Pawhuska track and field looks to resume winning ways
As Pawhuska High School's track and field teams begin their 2021 seasons, Coach Mark Frye recalls that the spring of 2020 was a traumatic experience he never wants to repeat.
The varsity boys would have been the defending 2A champions a year ago, and the varsity girls were coming off two straight years as the state 2A runner-up. The Huskies and Lady Huskies were loaded with outstanding athletes and preparing for memorable performances.
Then COVID-19 cancelled the season and deprived them of the opportunity to compete.
“It was one of the most hurtful things I’ve ever been through for these kids in my life,” Frye said. “It was a disaster for our kids.”
Frye said he had rather lose every race than just miss an entire season of competition again.
The first meet of 2021 for Pawhuska junior high athletes was scheduled for last Friday at Dewey, and the first meet for the varsity was Saturday in Stroud.

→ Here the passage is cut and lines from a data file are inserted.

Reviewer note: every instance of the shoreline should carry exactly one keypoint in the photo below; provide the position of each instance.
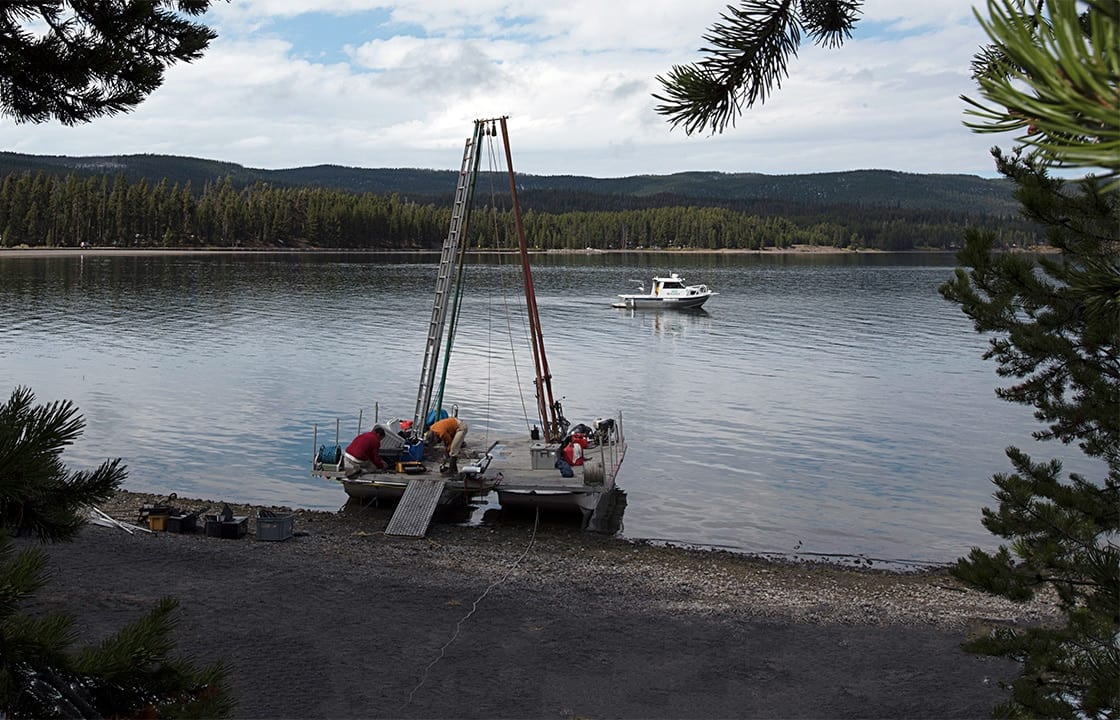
(532, 622)
(795, 250)
(802, 588)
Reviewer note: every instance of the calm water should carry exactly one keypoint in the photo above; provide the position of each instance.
(819, 405)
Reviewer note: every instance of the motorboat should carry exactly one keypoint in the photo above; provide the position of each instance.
(669, 291)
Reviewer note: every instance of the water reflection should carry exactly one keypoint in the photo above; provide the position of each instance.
(837, 402)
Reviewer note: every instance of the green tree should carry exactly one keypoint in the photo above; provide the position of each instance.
(1053, 71)
(130, 674)
(749, 56)
(1056, 329)
(80, 59)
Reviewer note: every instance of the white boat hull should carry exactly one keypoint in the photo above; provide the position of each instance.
(645, 301)
(668, 291)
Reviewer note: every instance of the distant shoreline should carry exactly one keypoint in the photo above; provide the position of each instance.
(795, 250)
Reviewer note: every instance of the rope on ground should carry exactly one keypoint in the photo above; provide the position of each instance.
(474, 607)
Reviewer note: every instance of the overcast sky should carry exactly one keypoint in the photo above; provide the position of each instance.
(362, 83)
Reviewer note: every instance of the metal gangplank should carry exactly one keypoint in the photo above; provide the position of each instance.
(416, 507)
(449, 260)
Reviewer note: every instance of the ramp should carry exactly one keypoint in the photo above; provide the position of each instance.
(417, 506)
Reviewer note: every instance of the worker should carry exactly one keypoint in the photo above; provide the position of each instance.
(451, 431)
(363, 454)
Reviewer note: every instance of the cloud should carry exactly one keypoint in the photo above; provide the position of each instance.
(371, 84)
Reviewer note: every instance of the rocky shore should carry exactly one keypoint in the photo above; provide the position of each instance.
(534, 620)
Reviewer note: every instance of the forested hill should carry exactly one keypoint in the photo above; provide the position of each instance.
(566, 193)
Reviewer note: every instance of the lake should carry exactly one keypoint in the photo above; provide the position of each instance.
(820, 405)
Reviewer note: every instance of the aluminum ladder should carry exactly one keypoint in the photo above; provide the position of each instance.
(448, 261)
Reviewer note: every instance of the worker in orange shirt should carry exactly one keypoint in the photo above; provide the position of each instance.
(450, 431)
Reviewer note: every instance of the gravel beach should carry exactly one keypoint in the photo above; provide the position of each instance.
(534, 620)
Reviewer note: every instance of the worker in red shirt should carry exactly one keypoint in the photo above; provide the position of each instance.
(363, 455)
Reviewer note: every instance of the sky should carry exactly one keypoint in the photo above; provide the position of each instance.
(370, 84)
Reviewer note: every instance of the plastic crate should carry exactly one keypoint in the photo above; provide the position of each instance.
(276, 527)
(230, 529)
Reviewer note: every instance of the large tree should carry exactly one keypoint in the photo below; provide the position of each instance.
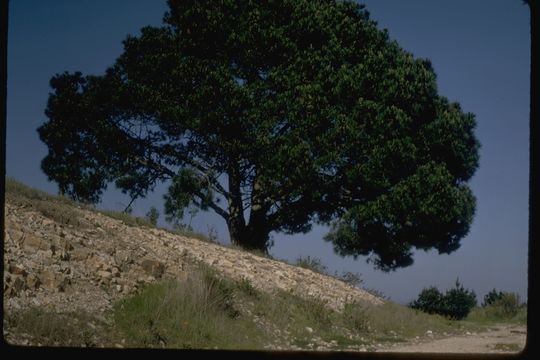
(275, 115)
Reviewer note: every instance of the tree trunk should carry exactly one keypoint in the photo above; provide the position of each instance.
(254, 235)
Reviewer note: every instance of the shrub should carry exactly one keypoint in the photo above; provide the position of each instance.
(353, 279)
(429, 300)
(505, 305)
(456, 303)
(314, 264)
(153, 215)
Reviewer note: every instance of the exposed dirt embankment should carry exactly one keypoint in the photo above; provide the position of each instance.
(88, 260)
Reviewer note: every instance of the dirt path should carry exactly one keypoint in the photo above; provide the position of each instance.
(498, 339)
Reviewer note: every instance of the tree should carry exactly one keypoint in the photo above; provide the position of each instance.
(455, 303)
(429, 300)
(153, 215)
(275, 115)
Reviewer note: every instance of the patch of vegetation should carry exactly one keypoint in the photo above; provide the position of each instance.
(312, 263)
(456, 303)
(50, 328)
(195, 314)
(500, 306)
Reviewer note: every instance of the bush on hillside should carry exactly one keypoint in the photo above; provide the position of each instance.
(456, 303)
(502, 304)
(429, 300)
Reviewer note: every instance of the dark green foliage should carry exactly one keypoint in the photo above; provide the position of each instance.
(502, 304)
(429, 300)
(152, 215)
(312, 263)
(353, 279)
(291, 112)
(456, 303)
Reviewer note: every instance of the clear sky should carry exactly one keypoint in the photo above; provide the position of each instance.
(480, 51)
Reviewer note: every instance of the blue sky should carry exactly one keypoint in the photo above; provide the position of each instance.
(480, 51)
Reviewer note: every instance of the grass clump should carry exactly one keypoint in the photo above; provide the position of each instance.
(196, 313)
(52, 328)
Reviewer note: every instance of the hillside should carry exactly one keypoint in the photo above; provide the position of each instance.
(72, 274)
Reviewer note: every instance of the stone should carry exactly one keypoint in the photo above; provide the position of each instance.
(54, 281)
(16, 270)
(104, 274)
(153, 268)
(79, 254)
(33, 281)
(32, 243)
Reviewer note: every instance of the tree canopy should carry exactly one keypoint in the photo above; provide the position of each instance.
(275, 115)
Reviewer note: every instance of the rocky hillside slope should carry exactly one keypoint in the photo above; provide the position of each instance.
(65, 257)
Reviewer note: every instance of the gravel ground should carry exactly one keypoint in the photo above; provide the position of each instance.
(498, 339)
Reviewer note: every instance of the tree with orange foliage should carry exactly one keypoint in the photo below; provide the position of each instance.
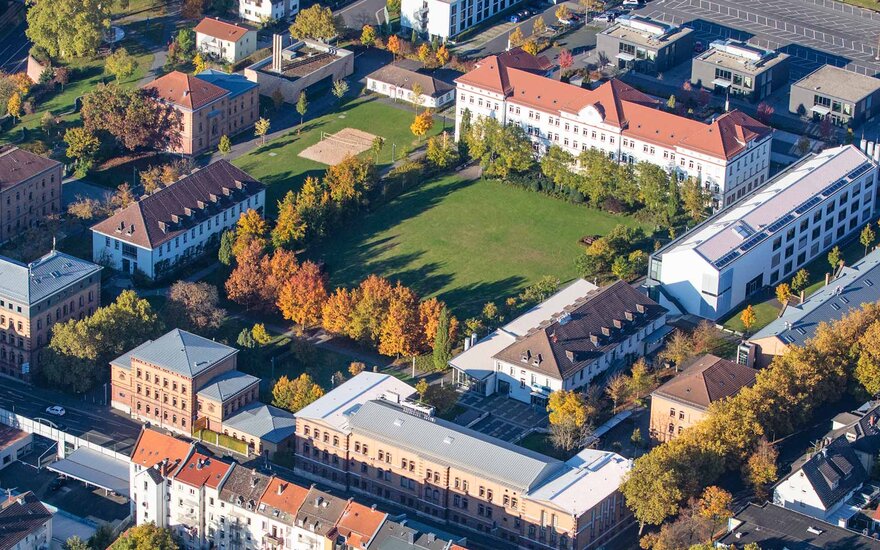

Frye said he didn't enter earlier meets because the teams simply had not been able to work out enough to be ready. Frye said he had his athletes for just four days of workouts before spring break, and did not feel comfortable sending them to a meet before then.
This week, however, the biggest home track and field event of the season is scheduled, as Pawhuska will host to its annual meet. Junior high athletes were to compete on Tuesday, and the varsity meet is this Thursday, April 1.
Frye said the home meet activities are the biggest fundraising time of the year for track and field, and Pawhuska Public Schools will take precautions to look after the well-being of participating athletes.
As many as 16 teams could compete in the meet. New uniforms and other items that had been ordered for the Pawhuska squads were still in transit last week, somewhere between Minnesota and Pawhuska, Frye said.
Among the Pawhuska boys, Mason Gilkey and Jack Long are back after participating in relay races two years ago. Frye said he is also looking to junior Dalton Hurd as one of the athletes who can step up into key roles for the Huskies. He said he figures Hurd is probably faster than he was two springs ago.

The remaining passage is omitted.